In CD the pituitary and adrenal glands produce abnormal amounts of hormones that play a vital role in the regulation of metabolism and inflammatory and immune responses.
All horses that developed laminitis during a six-year period (1996-2002) were tested for CD by evaluation of plasma ACTH concentrations. ACTH is one of many hormones that are secreted in excess by the dysfunctional pituitary gland. Twenty-eight of the 40 horses with laminitis were diagnosed with CD. Although CD is considered a disease of older horses with an average age of 20 years, the study showed that CD is common in horses in their teens. The horses in the study ranged in age from 3 to 28 years, with a median age of 15.5 years.
One of the most common clinical signs seen in the study's horses with CD was abnormal fat distribution, including accumulation of fat in the neck ("cresty neck"), top of the back, and over the tail head, in a horse with visible outlines of the ribs. Only a third of the group had a long hair coat, another conspicuous sign of CD. A fifth of the group with CD did not have any other clinical signs.

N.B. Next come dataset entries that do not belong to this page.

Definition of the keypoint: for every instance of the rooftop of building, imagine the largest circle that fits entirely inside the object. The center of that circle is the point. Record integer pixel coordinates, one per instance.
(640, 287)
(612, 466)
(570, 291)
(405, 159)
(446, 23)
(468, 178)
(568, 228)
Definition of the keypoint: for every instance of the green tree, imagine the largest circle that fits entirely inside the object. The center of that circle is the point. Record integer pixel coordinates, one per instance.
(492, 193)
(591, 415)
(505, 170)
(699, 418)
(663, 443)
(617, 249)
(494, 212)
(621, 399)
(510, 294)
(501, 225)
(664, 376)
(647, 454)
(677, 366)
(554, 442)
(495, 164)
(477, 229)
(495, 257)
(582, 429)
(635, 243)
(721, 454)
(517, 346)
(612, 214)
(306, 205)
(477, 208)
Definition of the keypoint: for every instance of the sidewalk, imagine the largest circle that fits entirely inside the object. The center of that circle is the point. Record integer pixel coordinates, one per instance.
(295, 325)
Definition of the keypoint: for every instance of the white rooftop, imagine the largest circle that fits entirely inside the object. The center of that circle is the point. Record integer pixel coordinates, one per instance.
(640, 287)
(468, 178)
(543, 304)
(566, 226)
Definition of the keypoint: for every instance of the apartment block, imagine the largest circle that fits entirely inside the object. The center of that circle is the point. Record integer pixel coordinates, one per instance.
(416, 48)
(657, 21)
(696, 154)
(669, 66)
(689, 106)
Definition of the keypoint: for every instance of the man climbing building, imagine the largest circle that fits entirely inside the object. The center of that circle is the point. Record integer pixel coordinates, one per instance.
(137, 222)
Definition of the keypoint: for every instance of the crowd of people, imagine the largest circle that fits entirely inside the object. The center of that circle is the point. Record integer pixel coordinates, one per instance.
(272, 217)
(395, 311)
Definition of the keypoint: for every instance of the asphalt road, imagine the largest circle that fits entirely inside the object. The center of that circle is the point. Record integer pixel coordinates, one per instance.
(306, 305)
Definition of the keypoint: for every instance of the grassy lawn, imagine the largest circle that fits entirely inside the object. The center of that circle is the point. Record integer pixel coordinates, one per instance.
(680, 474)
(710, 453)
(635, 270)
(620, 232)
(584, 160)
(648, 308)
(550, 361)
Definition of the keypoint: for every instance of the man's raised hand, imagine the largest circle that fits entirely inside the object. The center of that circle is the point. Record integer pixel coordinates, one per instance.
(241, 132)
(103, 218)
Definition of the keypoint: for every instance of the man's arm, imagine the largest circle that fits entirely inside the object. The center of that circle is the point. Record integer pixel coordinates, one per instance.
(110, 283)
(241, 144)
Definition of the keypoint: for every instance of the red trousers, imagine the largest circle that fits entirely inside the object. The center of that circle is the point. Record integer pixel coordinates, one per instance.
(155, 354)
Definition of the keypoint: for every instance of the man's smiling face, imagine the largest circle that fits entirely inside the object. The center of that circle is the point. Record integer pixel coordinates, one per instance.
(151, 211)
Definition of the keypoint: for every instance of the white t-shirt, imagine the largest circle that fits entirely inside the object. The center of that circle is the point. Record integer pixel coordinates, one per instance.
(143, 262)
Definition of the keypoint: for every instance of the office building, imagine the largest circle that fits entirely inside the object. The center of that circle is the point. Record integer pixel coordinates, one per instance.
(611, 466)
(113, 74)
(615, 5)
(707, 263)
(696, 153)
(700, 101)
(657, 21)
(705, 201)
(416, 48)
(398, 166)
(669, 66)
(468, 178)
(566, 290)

In 21% of the horses with CD, onset of laminitis occurred during September. Excess consumption of lush grass was commonly blamed for laminitis in many horses that also had CD. Dietary modification of horses with CD may be helpful in preventing this serious complication.
Several studies have shown that the most effective treatment for CD is pergolide, a medication that suppresses secretions of hormones from the abnormal pituitary gland. In addition to dietary modifications and corrective shoeing, treatment with pergolide results in an improvement in laminitis. A large dose range exists and the dose must be titrated based on endocrine function tests such as plasma ACTH concentration. The drug must be administered under veterinary supervision.